Bilingual Evaluation Understudy (BLEU) is an automated metric that evaluates the quality of machine-translated text by measuring its similarity to one or more high-quality human reference translations. It works by comparing sequences of words (n-grams) in the machine output against the reference texts, producing a score between 0 and 1, where higher values indicate a closer match.

Info

BLEU is widely used due to its low cost and correlation with human judgment, though it does not consider grammatical correctness or semantics.

Strengths:

  • Widely adopted: It is a standard and popular metric in the field of machine translation.
  • Automated and inexpensive: It provides a fast, automated way to evaluate translation quality without human review for every sentence.
  • High correlation: It correlates well with human judgment of quality on average, especially over a large number of sentences.

Limitations:

  • Ignores semantics: BLEU does not consider the meaning of the text, focusing only on word overlap.

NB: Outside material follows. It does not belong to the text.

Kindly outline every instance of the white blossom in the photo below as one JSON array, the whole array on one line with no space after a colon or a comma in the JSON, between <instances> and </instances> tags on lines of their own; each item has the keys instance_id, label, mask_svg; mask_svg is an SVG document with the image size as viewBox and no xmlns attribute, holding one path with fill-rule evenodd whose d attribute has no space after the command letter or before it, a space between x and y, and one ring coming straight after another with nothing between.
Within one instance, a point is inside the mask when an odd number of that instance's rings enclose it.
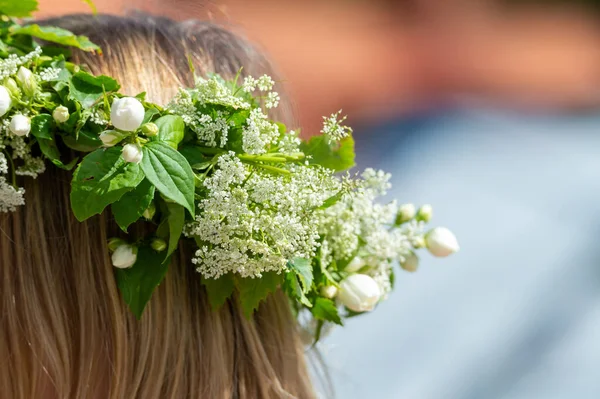
<instances>
[{"instance_id":1,"label":"white blossom","mask_svg":"<svg viewBox=\"0 0 600 399\"><path fill-rule=\"evenodd\" d=\"M28 96L33 96L37 91L37 78L29 68L19 67L17 72L17 82L21 90Z\"/></svg>"},{"instance_id":2,"label":"white blossom","mask_svg":"<svg viewBox=\"0 0 600 399\"><path fill-rule=\"evenodd\" d=\"M33 157L31 154L25 154L23 156L23 161L24 163L15 171L15 174L19 176L29 176L35 179L38 177L38 175L46 171L46 164L44 163L43 158Z\"/></svg>"},{"instance_id":3,"label":"white blossom","mask_svg":"<svg viewBox=\"0 0 600 399\"><path fill-rule=\"evenodd\" d=\"M116 98L110 109L110 122L119 130L133 132L142 124L144 113L144 106L137 98Z\"/></svg>"},{"instance_id":4,"label":"white blossom","mask_svg":"<svg viewBox=\"0 0 600 399\"><path fill-rule=\"evenodd\" d=\"M69 108L64 105L59 105L52 111L52 117L58 123L65 123L69 120Z\"/></svg>"},{"instance_id":5,"label":"white blossom","mask_svg":"<svg viewBox=\"0 0 600 399\"><path fill-rule=\"evenodd\" d=\"M366 274L352 274L340 283L338 300L355 312L368 312L381 298L377 282Z\"/></svg>"},{"instance_id":6,"label":"white blossom","mask_svg":"<svg viewBox=\"0 0 600 399\"><path fill-rule=\"evenodd\" d=\"M125 136L125 134L117 132L116 130L105 130L100 133L99 138L102 141L103 147L113 147L119 144Z\"/></svg>"},{"instance_id":7,"label":"white blossom","mask_svg":"<svg viewBox=\"0 0 600 399\"><path fill-rule=\"evenodd\" d=\"M260 78L256 79L256 86L260 91L273 90L274 85L275 82L269 75L263 75Z\"/></svg>"},{"instance_id":8,"label":"white blossom","mask_svg":"<svg viewBox=\"0 0 600 399\"><path fill-rule=\"evenodd\" d=\"M5 79L11 75L15 75L21 65L28 64L32 60L42 55L42 48L36 47L31 53L25 54L21 57L16 54L9 54L9 56L3 60L0 60L0 79Z\"/></svg>"},{"instance_id":9,"label":"white blossom","mask_svg":"<svg viewBox=\"0 0 600 399\"><path fill-rule=\"evenodd\" d=\"M411 251L404 257L404 261L400 262L400 266L407 272L416 272L419 267L419 258Z\"/></svg>"},{"instance_id":10,"label":"white blossom","mask_svg":"<svg viewBox=\"0 0 600 399\"><path fill-rule=\"evenodd\" d=\"M340 141L341 139L348 137L352 133L352 129L348 126L342 125L342 123L346 120L346 117L340 117L342 110L331 114L331 116L323 117L323 129L321 129L321 133L325 135L327 140L330 143L335 143Z\"/></svg>"},{"instance_id":11,"label":"white blossom","mask_svg":"<svg viewBox=\"0 0 600 399\"><path fill-rule=\"evenodd\" d=\"M137 260L137 247L129 244L123 244L117 247L112 254L112 264L118 269L128 269L132 267Z\"/></svg>"},{"instance_id":12,"label":"white blossom","mask_svg":"<svg viewBox=\"0 0 600 399\"><path fill-rule=\"evenodd\" d=\"M25 115L16 114L10 120L9 129L16 136L28 136L31 131L31 120Z\"/></svg>"},{"instance_id":13,"label":"white blossom","mask_svg":"<svg viewBox=\"0 0 600 399\"><path fill-rule=\"evenodd\" d=\"M425 244L433 256L446 257L460 249L454 233L445 227L436 227L425 235Z\"/></svg>"},{"instance_id":14,"label":"white blossom","mask_svg":"<svg viewBox=\"0 0 600 399\"><path fill-rule=\"evenodd\" d=\"M48 67L42 69L38 76L42 82L51 82L58 79L58 75L60 75L60 68Z\"/></svg>"},{"instance_id":15,"label":"white blossom","mask_svg":"<svg viewBox=\"0 0 600 399\"><path fill-rule=\"evenodd\" d=\"M14 188L0 176L0 212L13 212L17 206L25 205L25 189Z\"/></svg>"},{"instance_id":16,"label":"white blossom","mask_svg":"<svg viewBox=\"0 0 600 399\"><path fill-rule=\"evenodd\" d=\"M0 86L0 116L4 116L12 106L10 93L4 86Z\"/></svg>"},{"instance_id":17,"label":"white blossom","mask_svg":"<svg viewBox=\"0 0 600 399\"><path fill-rule=\"evenodd\" d=\"M412 220L417 214L417 209L414 204L403 204L398 208L396 215L396 224L406 223Z\"/></svg>"},{"instance_id":18,"label":"white blossom","mask_svg":"<svg viewBox=\"0 0 600 399\"><path fill-rule=\"evenodd\" d=\"M123 146L122 156L126 162L140 163L142 162L144 153L139 144L125 144Z\"/></svg>"},{"instance_id":19,"label":"white blossom","mask_svg":"<svg viewBox=\"0 0 600 399\"><path fill-rule=\"evenodd\" d=\"M279 93L276 91L272 91L267 94L267 99L265 101L265 107L267 108L275 108L279 105L279 101L281 98L279 97Z\"/></svg>"},{"instance_id":20,"label":"white blossom","mask_svg":"<svg viewBox=\"0 0 600 399\"><path fill-rule=\"evenodd\" d=\"M259 108L250 111L242 136L242 148L248 154L264 154L279 138L277 125L270 122Z\"/></svg>"},{"instance_id":21,"label":"white blossom","mask_svg":"<svg viewBox=\"0 0 600 399\"><path fill-rule=\"evenodd\" d=\"M335 298L338 288L335 285L324 285L321 287L321 296L329 299Z\"/></svg>"}]
</instances>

A translation could have a high score but be semantically incorrect.
  • Grammatical errors: It does not explicitly penalize grammatical errors.
  • Tokenization dependency: Early versions relied on specific tokenization methods, which could make it hard to compare models that used different tokenizers. Modern implementations often handle this better.

Workflow

  • N-gram comparison: The algorithm compares consecutive phrases, or n-grams, of the machine translation against the human references.
  • Precision: It calculates the precision of these matches, which is the percentage of n-grams in the machine's output that are also found in the reference translations.
  • Corpus-level calculation: BLEU averages the n-gram matches over an entire corpus of sentences to get a more stable score than evaluating individual sentences.
  • Brevity penalty: A penalty is applied to machine translations that are too short compared to the reference translations, ensuring that a high score isn't achieved by being overly brief.
  • Score range: The final score is a number between 0 and 1 (or 0% and 100%).

Example

from nltk.translate.bleu_score import sentence_bleu

candidate_translation = "the cat sat on the mat"
reference_translations = [
    "a cat is on the mat",
    "the cat is on the mat"
]

# Convert strings to lists of words
candidate = candidate_translation.split()
references = [ref.split() for ref in reference_translations]

score = sentence_bleu(references, candidate)
print(f"BLEU score with multiple references: {score:.3f}")